The company was founded by Andy Milburn, a retired American Marine Corps colonel, who served with the US military for 31 years, and according to The Guardian is mostly funded by "private US donors." The group also includes other "carefully vetted" Western army veterans from the US, the UK, Ireland, and elsewhere.
The Mozart Group delivers intensive crash courses for Ukrainian soldiers lasting between five and ten days, The Guardian said. The courses involve "basic weapon handling, marksmanship, fire and maneuver and battlefield tactics," the paper reported, adding that this type of training would normally take six months.
The training seems to give Ukrainian soldiers a significant boost, according to the company instructors. "Only one out of this group of 40 had zeroed his weapon before the training started," Milburn said.
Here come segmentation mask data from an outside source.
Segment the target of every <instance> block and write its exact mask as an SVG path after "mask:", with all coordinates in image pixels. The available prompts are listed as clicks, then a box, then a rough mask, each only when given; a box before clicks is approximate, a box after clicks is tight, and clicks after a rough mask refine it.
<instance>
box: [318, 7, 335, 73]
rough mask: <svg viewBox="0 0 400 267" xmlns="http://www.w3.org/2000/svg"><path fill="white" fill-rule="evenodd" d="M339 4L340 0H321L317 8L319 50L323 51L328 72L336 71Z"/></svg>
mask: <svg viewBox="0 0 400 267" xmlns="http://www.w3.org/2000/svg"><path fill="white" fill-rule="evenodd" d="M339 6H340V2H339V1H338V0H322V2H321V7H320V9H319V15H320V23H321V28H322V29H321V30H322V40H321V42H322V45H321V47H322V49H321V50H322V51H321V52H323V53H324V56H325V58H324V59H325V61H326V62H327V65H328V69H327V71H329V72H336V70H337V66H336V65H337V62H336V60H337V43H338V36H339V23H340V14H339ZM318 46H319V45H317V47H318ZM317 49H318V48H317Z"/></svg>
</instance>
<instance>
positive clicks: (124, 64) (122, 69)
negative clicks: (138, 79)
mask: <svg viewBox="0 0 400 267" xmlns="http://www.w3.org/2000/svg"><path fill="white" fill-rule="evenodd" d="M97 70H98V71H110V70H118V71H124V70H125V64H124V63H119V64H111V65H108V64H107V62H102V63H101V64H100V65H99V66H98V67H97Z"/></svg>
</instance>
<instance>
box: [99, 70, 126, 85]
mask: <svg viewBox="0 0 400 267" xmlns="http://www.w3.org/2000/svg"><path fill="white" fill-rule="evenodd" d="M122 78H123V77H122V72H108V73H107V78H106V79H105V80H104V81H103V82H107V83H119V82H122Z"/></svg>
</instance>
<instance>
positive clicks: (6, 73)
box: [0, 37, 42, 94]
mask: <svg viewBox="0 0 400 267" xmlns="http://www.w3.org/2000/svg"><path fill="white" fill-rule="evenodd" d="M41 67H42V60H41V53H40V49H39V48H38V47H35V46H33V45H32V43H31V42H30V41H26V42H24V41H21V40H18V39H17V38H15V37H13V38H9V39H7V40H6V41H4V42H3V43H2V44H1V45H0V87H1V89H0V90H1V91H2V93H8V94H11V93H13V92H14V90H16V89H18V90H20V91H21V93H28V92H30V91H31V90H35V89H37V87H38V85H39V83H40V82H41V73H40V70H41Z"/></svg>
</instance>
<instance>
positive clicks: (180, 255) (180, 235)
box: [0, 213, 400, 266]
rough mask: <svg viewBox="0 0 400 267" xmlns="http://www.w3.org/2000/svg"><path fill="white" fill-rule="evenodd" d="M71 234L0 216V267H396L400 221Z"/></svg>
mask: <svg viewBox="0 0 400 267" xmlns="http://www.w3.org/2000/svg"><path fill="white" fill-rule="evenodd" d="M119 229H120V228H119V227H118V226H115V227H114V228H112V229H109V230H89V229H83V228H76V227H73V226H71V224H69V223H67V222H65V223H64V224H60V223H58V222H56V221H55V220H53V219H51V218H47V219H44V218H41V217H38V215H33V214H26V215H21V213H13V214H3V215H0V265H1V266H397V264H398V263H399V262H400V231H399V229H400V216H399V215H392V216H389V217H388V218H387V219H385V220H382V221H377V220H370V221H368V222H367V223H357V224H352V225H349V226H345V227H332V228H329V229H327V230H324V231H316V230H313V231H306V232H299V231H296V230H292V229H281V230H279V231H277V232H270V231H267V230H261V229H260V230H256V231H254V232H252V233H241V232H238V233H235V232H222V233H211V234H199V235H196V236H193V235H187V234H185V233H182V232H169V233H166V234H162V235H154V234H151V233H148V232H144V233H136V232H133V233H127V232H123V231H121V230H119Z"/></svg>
Zeroing a weapon means aligning the sights so that one can aim accurately and is considered to be one of the basics of military training.
The Western instructors also criticized Ukraine's approach to training and mobilization by calling it "backwards." "This is what it must have been like in World War One," a company member identified only as Alex said.
Another member of the Mozart Group, a former advanced paramedic from Ireland identified as Dathan, said that "the Ukrainian government doesn't want to say that most of their military isn't really trained."
According to the group, weapons supplied to Ukraine by Washington and its allies since the start of the conflict between Kiev and Moscow in February are simply not being used correctly due to the lack of experience on the Ukrainian side.
The US-made Javelin portable anti-tank missile systems worth $178,000 each are "misused" or "redundant," The Guardian said, citing Alex, who argued that the systems' sophisticated sight batteries are running out before the missiles themselves are fired. "They are not getting the training they need," Alex, who claimed to have specialized training in using Javelins and the UK-made NLAW missile systems, said.
Since the start of the military conflict with Russia in February, Western backers supplied Kiev with portable anti-tank and anti-aircraft systems, as well as heavier weapons like German PzH 2000 self-propelled howitzers and the US-made HIMARS multiple rocket launchers. In July, US media outlets reported that the diversity of the arms had been creating problems for the Ukrainian military due to their complicated logistics, training, and maintenance.